6 reasons why U.S. economy may not achieve soft landing: BCA By Investing.com

BCA Research has identified six key reasons why the U.S. economy may struggle to achieve a soft landing, as explained in its latest note, “Cold Hard Facts: Positioning for an Economic Downturn.”

Here are the six factors they believe could prevent a soft landing:

1. Consumer Drainage: The company notes that consumer spending is weakening, which is why BCA recommends underweighting sectors like consumer services and consumer staples. This suggests that consumers’ financial resources are being drained, reducing their ability to drive economic growth.

2. Slowing economic growth: BCA points to several indicators, such as surveys, capital expenditures, bankruptcies, and the performance of small-cap stocks, as evidence of a broad slowdown in economic activity. Therefore, it advises underweighting cyclical stocks, including industrial stocks.
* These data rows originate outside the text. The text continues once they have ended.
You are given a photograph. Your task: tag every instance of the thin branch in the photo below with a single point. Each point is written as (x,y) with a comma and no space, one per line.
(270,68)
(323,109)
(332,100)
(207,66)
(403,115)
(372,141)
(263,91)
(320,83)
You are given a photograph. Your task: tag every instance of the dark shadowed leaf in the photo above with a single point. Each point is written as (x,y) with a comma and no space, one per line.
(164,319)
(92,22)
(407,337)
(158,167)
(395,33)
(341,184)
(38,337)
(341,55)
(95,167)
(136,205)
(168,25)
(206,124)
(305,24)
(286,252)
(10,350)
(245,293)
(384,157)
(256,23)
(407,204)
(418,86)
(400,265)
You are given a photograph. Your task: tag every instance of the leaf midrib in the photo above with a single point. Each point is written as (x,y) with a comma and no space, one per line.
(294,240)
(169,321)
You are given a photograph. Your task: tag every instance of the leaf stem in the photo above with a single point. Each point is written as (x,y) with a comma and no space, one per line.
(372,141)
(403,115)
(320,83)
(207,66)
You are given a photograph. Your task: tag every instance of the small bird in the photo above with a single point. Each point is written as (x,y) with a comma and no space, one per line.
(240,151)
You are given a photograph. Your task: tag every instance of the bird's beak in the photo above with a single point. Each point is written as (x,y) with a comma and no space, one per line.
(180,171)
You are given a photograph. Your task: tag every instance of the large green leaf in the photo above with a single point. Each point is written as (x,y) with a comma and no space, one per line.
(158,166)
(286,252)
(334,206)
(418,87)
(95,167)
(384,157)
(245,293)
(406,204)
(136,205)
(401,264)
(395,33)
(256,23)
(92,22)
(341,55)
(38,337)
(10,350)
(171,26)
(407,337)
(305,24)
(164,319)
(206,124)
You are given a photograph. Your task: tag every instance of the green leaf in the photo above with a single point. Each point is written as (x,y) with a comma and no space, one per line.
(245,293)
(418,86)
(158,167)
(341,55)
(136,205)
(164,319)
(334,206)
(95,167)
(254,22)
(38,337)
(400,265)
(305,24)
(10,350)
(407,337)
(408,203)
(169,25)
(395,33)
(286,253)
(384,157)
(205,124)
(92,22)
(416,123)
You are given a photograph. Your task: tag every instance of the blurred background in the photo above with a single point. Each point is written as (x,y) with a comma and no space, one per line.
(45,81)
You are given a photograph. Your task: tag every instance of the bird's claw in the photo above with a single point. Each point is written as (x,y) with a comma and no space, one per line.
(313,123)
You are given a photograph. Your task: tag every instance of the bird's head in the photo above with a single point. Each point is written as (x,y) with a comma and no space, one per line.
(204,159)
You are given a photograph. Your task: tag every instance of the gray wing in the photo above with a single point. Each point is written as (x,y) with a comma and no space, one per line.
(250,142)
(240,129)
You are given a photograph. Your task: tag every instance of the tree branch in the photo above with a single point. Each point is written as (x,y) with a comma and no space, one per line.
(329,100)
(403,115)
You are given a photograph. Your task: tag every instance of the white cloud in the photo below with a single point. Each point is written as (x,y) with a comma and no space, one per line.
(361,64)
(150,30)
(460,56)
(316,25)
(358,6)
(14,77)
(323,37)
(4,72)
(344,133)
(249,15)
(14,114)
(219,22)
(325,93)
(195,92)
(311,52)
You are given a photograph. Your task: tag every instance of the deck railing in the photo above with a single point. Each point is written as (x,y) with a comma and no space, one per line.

3. Deflationary trends return: As deflationary trends become more evident, the US Federal Reserve is proposing to downplay inflation-sensitive sectors such as energy and materials. This shift suggests that inflationary pressures are easing, reducing the need for sectors that benefit from higher prices.

4. Imminent rate cuts: According to BCA, interest rate cuts are on the horizon, which has historically benefited sectors such as financials, utilities, and real estate. These sectors tend to outperform in the months leading up to the first rate cuts, suggesting a strategic reallocation towards these areas.

5. Protect against downside risks: BCA notes that the recent market rally has been tight and several technical indicators point to a potential correction. To protect against downside risks, it recommends adding defensive sectors such as utilities and pharmaceuticals to your portfolio.

6. GAI Stock Bubble: BCA warns that GAI (Growth at Reasonable Price) stocks are in the early stages of a bubble. While it advises taking profits, it cautions against completely underweighting these stocks at this time.

BCA concludes that despite the improvement in inflation data, the broad deterioration in economic data and slowdown in consumer spending point to tough times ahead. It suggests taking profits from CPI-linked industries and preparing investment portfolios for a defensive position ahead of the expected rate cut.